Young tells Insider that these foods are are the ideal snacks to reach for when you're trying to get in shape. Why? They're mostly made up of water, are low in calories, and contain fibre, which can help make you feel fuller for longer. Plus, they're packed with vitamins, antioxidants, and other vital nutrients needed in a balanced diet.
This is exactly what a nutritionist snacks on when she's trying to get in shape:
- Celery: Ninety-five per cent of this vegetable is water, and one serving contains only six calories.
- Blueberries: High in antioxidants, blueberries also contain 14% of your daily fibre intake.
- Grapefruit: Grapefruit are high in fibre and can help stabilise your blood sugar levels.
- Cucumber: Eat the skin and seeds—they contain most of the food's nutritional value.
- Broccoli: This vegetable is most nutritious when eaten raw or steamed.

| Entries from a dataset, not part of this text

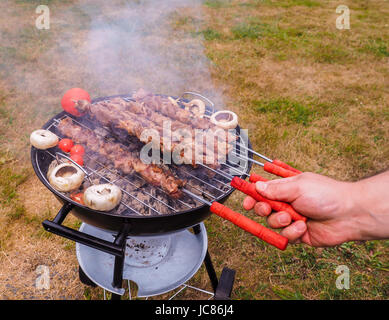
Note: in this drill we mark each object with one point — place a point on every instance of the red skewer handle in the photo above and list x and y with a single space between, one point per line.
249 189
285 166
279 171
249 225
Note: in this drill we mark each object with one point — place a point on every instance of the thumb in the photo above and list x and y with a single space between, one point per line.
287 189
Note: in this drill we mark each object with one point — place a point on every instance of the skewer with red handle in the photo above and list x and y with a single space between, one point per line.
249 189
274 161
256 229
273 168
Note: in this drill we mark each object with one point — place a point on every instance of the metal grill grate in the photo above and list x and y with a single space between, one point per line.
139 197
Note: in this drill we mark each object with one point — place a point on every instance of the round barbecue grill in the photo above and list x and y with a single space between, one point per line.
144 209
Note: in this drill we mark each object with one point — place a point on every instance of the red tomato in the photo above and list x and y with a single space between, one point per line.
78 197
77 149
78 159
74 94
65 145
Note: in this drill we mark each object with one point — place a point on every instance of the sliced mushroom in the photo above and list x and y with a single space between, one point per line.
65 177
225 119
196 106
102 197
43 139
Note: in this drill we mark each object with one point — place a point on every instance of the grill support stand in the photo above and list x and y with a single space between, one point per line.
222 287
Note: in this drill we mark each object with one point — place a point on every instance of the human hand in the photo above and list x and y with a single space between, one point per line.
329 205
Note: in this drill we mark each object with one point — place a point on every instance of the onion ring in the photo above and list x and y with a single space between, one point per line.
43 139
225 119
102 197
65 177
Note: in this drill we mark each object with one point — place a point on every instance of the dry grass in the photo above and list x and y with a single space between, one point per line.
308 93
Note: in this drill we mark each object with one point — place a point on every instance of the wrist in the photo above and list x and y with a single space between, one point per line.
369 219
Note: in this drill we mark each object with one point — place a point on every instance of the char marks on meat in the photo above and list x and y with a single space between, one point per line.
122 158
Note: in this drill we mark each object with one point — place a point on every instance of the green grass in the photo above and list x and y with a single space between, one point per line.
281 110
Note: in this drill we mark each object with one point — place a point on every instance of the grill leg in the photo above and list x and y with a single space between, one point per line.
85 279
120 240
222 287
211 271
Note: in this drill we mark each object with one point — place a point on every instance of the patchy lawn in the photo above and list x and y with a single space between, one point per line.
310 94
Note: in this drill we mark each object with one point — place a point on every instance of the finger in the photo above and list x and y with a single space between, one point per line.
262 209
295 231
287 189
279 220
248 203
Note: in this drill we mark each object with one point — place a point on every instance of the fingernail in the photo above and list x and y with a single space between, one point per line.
284 219
261 186
300 226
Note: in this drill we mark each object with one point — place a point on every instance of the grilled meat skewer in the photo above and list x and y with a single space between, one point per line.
122 159
117 114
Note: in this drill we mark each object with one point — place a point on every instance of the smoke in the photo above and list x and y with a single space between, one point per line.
126 45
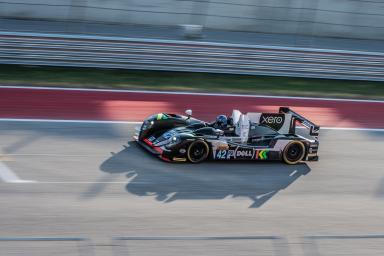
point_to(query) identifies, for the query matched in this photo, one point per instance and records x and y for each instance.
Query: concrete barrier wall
(341, 18)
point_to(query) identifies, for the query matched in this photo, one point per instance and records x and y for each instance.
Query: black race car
(251, 136)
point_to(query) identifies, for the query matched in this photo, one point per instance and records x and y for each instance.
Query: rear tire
(198, 151)
(294, 152)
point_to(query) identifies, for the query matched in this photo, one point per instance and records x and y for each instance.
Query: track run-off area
(72, 182)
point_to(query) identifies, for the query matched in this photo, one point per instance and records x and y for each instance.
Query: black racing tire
(294, 152)
(197, 151)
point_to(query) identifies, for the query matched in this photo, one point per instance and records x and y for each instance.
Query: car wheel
(294, 152)
(198, 151)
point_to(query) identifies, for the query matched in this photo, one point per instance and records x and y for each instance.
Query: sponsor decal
(222, 147)
(242, 153)
(169, 134)
(262, 154)
(275, 121)
(161, 116)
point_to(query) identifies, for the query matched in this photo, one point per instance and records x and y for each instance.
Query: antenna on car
(188, 112)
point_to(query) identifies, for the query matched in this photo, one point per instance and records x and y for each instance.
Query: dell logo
(272, 119)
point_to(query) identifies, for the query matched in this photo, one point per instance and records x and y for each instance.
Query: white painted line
(186, 93)
(136, 122)
(7, 175)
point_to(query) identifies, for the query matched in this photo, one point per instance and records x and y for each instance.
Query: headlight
(146, 125)
(174, 141)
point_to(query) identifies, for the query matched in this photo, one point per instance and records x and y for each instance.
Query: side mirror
(188, 112)
(219, 132)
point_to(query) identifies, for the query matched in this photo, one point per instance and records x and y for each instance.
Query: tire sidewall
(205, 154)
(286, 160)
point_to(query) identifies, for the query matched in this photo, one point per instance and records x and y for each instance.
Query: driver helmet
(221, 120)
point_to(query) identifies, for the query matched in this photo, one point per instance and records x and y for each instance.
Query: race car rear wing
(313, 128)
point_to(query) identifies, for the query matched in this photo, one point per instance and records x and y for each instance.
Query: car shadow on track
(168, 182)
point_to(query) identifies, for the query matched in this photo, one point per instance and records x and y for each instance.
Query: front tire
(198, 151)
(294, 152)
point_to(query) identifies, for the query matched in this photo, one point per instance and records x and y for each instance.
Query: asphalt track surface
(89, 180)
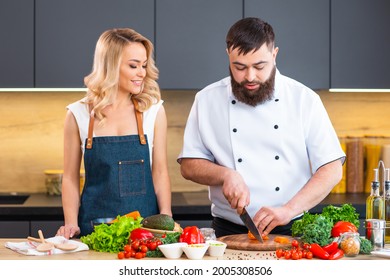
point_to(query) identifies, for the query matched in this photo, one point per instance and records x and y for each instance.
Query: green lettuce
(111, 237)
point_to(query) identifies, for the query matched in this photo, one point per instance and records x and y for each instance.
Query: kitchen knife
(251, 225)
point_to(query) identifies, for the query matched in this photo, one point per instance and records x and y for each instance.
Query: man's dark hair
(249, 34)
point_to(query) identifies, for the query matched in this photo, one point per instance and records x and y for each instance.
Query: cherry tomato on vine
(279, 253)
(139, 255)
(121, 255)
(143, 248)
(309, 255)
(127, 248)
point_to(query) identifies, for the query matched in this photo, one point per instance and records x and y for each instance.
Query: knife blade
(251, 225)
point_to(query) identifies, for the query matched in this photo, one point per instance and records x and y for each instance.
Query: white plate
(381, 253)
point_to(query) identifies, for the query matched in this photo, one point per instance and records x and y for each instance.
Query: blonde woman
(119, 129)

- Strawberry: Rich in vitamin C and polyphenols, strawberries are a great naturally sweet snack.
- Cauliflower: One serving contains about 25 calories.
- Oranges: Be sure to eat the orange pith, which contains a lot of fibre.
- Kale: Kale's calorie-to-protein ratio is excellent for those trying to shape up. One cup has 33 calories and contains three grams of protein.